Después de enfocar a tanta gente, surgía la necesidad inmediata de mirarse a sí mismo, a partir de la relación de amor odio entre él y la cámara. Y esto tan apremiante, es lo que ha hecho. Último rollo, el libro de Rafa Aguilar, condensa 411 pensamientos y sentencias que son como sus capitulaciones. Un desfogue, una liberación automática en la que habla sin red ni protección alguna del amor, la muerte y la vida, las famosas tres heridas de Miguel Hernández.
Se ha rodeado de amigos para hacerlo. El escritor y periodista, Francisco Antonio Carrasco, firma un entrañable prólogo, y del cuidado de la edición se ha encargado José Antonio Ponferrada, mientras que Lete Aguilar Márquez se ha ocupado del diseño, dibujos e ilustraciones. Algunas de ellas perfectamente conjuntadas con la tipografía a modo de juguetones caligramas. Un encanto más de esta publicación que pone en primer plano la sinceridad. La suya y la de su alter ego. Porque en esta libreta de anillas (hay unos cuantos ejemplares con su alambre incluido) son varias y diversas las voces.

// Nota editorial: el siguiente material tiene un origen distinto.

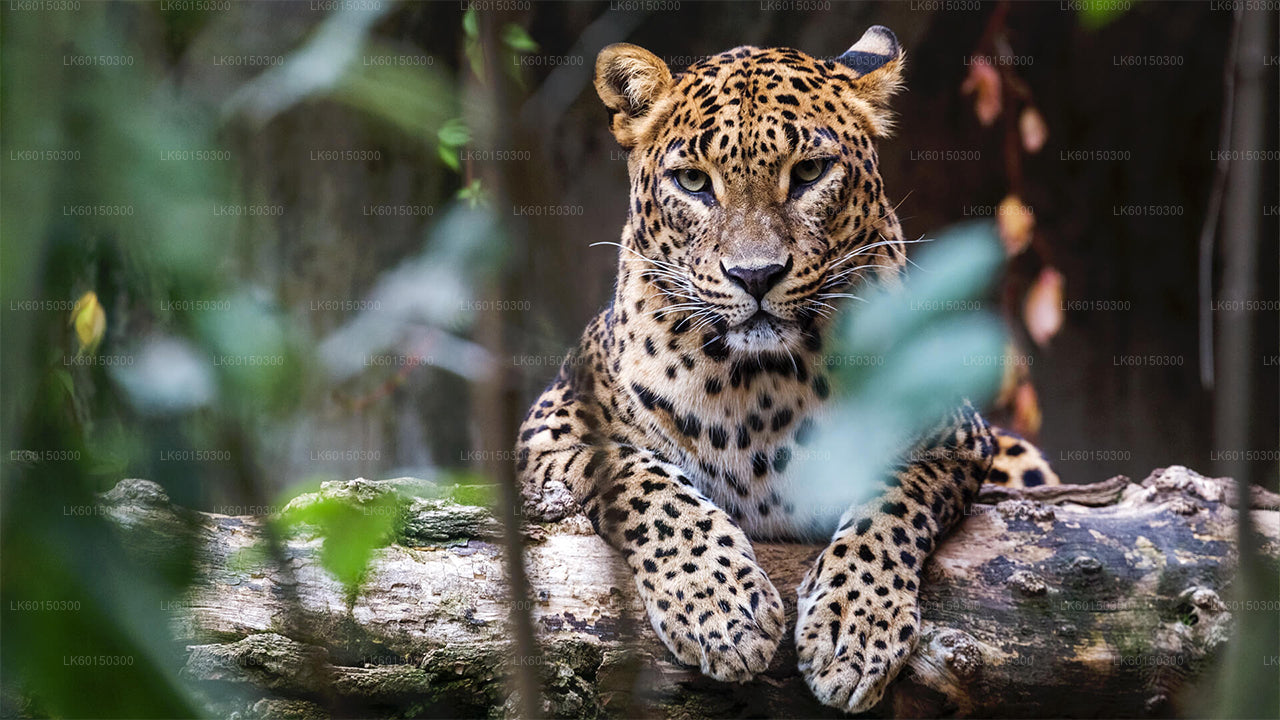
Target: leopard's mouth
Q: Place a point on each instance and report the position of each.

Por contenido y por ingenio Último rollo se sitúa en primera fila, siendo como es un libro inicial. El humor y la agudeza se esparcen por él generosamente. Lo recorren de principio a fin con una serie de frases lapidarias, en ocasiones microrrelatos, otras veces presentadas como silogismos.
“Me trajiste una foto en la que estabas con un grupo, y me pediste que borrara al que estaba a tu izquierda, y al que tenías detrás. Te dije que lo sentía, pero no borraba personas ni fronteras...ya me gustaría”.
Aquí lo breve adquiere relevancia y notoriedad. En pequeñas dosis se dice mucho. “La fotografía me cambió la vida y me enseñó a ver, incluso sin cámara”. “El fotógrafo obtiene emociones ajenas”. “Me aburren los que salen en todas las fotos”. “Es tan corta la vida que hay que darse prisa en hacerse las fotos”.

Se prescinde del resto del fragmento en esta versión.